Will be used for gaming, movies, etc so a best of all trades would be needed. Cheers.
 
Aye, just a DELL IPS. 60Hz. I don't think he's bothered about going any higher for the gaming. He's not pushing for 4K or looking for a monitor at that res for now at all. He only plays retro and modern single-player titles. Nothing online or competitive. He doesn't want to drop settings though.

He's had the current i5/970 rig for 3/4 years so I think he wants that long out of this.
 
He wont touch AMD even though it's clearly best bang for buck. He's one of the Intel/Nvidia loyalists...

I nearly got a Vega myself today, but the PSU requirements were too high for my current PSU! :p I should have specified the brand requirements initially. Sorry about that.

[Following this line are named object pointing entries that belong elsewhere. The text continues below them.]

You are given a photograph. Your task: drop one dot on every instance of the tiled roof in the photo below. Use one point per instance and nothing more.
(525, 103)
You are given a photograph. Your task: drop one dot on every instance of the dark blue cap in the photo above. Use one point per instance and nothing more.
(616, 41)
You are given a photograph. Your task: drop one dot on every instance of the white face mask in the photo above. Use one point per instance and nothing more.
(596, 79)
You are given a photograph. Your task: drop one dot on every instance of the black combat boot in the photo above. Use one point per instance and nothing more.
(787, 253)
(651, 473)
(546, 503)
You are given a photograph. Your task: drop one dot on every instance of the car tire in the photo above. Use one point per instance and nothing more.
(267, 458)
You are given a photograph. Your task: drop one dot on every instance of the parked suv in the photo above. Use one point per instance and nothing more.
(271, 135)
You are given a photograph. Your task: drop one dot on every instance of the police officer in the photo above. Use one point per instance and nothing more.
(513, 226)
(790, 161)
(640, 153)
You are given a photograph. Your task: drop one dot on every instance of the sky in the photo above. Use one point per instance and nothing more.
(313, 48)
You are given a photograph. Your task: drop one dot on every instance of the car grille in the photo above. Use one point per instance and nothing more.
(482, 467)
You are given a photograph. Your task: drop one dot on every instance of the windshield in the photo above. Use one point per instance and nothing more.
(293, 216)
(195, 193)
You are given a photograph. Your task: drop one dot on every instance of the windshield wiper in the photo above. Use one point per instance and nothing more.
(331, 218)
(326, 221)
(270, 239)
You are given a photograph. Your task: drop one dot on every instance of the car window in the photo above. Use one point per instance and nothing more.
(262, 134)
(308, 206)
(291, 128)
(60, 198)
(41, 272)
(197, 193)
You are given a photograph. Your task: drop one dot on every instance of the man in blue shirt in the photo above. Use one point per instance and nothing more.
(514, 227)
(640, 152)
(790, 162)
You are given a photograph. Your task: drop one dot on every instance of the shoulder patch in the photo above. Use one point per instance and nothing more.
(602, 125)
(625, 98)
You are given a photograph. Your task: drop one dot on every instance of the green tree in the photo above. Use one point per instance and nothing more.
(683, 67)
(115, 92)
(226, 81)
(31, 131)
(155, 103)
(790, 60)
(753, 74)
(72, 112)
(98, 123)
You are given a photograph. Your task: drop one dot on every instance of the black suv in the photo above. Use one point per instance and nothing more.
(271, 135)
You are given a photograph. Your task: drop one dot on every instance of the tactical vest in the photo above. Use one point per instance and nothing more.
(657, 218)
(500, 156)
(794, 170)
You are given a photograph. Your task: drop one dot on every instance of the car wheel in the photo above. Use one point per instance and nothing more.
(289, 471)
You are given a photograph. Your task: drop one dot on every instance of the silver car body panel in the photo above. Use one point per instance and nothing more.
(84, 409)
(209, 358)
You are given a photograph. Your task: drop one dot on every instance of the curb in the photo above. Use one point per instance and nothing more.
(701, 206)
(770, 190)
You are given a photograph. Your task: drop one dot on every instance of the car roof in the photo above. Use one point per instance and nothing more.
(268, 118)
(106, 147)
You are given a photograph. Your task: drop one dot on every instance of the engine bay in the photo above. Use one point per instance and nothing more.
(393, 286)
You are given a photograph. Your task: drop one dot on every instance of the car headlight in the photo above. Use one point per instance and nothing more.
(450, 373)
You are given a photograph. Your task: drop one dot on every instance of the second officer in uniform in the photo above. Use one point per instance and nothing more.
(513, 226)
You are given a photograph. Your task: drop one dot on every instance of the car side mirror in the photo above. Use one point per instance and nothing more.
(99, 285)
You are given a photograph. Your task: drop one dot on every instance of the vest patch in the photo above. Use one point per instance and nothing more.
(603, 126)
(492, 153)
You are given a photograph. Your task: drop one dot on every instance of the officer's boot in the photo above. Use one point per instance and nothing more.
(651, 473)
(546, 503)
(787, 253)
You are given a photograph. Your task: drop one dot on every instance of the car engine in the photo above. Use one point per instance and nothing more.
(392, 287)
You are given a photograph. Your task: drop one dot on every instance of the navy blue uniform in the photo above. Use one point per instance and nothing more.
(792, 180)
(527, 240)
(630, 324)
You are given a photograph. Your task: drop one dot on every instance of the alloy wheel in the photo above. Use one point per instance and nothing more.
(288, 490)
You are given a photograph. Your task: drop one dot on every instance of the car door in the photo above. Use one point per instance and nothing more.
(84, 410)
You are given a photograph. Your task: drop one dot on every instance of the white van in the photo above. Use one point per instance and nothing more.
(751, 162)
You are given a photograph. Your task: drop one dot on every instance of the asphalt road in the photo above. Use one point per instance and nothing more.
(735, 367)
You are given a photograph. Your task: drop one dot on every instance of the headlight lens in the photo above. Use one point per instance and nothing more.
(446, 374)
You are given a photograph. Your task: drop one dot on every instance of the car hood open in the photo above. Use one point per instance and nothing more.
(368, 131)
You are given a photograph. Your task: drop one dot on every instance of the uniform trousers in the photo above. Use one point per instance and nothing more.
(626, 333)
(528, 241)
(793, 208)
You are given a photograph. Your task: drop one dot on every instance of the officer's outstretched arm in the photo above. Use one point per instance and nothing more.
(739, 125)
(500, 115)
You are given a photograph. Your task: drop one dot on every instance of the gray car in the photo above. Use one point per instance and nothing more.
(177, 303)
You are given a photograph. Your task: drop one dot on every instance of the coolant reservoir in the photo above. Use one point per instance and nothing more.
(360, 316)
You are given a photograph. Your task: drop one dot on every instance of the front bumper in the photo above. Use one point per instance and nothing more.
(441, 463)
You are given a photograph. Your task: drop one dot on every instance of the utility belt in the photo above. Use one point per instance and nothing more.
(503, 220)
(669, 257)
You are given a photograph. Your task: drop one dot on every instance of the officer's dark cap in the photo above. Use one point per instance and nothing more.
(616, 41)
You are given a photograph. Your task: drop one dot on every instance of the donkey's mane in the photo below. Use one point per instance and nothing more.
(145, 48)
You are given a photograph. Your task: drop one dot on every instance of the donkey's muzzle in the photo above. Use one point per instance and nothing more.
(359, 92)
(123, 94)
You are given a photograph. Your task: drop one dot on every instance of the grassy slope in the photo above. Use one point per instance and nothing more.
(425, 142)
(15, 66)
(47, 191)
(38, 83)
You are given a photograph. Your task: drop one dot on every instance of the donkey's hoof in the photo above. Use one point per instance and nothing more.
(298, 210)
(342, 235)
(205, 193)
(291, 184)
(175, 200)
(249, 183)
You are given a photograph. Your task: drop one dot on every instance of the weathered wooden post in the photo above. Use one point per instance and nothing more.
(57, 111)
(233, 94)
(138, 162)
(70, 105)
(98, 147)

I had a look at a few configurations and they seem to go from 1.2k to 5k without much in between... It definitely seems a harder task today getting a good value than it was a few years ago! The Nvidia card prices are insane!
 
I guess with no other suggestions then we'll run with what I've posted and throw a Seasonic Focus Plus 1000W 80 Plus Gold PSU in it. We're sticking with the i9 as he wants to do video stuff so it's just deciding the GPU then. 1070Ti seems adequate, but will it remain so for the next two years at 1440p? A few opinions on this would be welcome.


 
Am I locked out of Win7 on the modern CPU/Board? I have a disc/license and it's be an easy £100 saved as we do prefer 7. I'm not sure how it works nowadays!
 
It's so annoying buying for someone else tbh. Getting the £15 key, building it yourself, hand picking every part down to the SATA cables etc is where all the fun is. The confines of the pre-built section is no fun!

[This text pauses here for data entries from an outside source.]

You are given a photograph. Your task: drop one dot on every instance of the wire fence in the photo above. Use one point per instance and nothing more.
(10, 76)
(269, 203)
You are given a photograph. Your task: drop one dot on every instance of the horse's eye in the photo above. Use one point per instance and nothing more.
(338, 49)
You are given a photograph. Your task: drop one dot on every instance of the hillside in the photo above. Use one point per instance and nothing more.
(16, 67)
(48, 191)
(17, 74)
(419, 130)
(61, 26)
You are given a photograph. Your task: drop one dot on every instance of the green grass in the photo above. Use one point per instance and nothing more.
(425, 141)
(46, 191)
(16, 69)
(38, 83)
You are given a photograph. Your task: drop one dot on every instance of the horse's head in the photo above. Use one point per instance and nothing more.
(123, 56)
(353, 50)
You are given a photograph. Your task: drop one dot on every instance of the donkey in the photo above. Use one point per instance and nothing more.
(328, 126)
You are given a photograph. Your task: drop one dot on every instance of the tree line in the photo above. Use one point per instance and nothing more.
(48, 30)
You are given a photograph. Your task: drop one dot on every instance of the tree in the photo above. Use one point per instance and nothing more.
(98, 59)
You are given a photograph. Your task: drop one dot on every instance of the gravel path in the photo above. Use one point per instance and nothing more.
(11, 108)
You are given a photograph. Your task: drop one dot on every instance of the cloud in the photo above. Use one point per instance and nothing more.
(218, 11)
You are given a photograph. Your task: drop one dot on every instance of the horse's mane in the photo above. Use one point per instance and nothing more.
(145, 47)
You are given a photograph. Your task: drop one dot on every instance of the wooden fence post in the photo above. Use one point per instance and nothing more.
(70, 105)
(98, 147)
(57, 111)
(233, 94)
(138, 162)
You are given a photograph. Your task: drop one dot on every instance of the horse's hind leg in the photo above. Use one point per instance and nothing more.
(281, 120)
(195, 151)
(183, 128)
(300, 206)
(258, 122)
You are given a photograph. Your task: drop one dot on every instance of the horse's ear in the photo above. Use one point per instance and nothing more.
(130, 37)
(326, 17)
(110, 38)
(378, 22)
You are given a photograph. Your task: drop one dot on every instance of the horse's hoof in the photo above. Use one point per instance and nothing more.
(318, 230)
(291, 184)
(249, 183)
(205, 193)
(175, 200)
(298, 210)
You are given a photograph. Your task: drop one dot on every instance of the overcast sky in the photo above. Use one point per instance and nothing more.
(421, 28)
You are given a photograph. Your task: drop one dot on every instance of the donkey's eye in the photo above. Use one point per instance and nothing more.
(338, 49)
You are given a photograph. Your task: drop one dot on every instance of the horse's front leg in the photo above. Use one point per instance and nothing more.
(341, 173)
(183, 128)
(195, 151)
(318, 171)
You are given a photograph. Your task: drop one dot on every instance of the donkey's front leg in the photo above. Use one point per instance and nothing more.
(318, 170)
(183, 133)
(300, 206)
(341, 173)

Still, if they're happy with it then I shouldn't get too annoyed.
 
Those 8 cores going to be enough? Is it a sacrifice worth taking to get the 1080Ti in there at 1440p? 2 years from now will 8 cores still do the job?
 
Last edited:
Thanks for the help, folks. Opted in the end to go with more cores and stuck the i9 in there with the 1070Ti. Should steamroll his games at 1440p and the cores are more useful for productivity tasks all round over the GPU which is gaming only, mostly.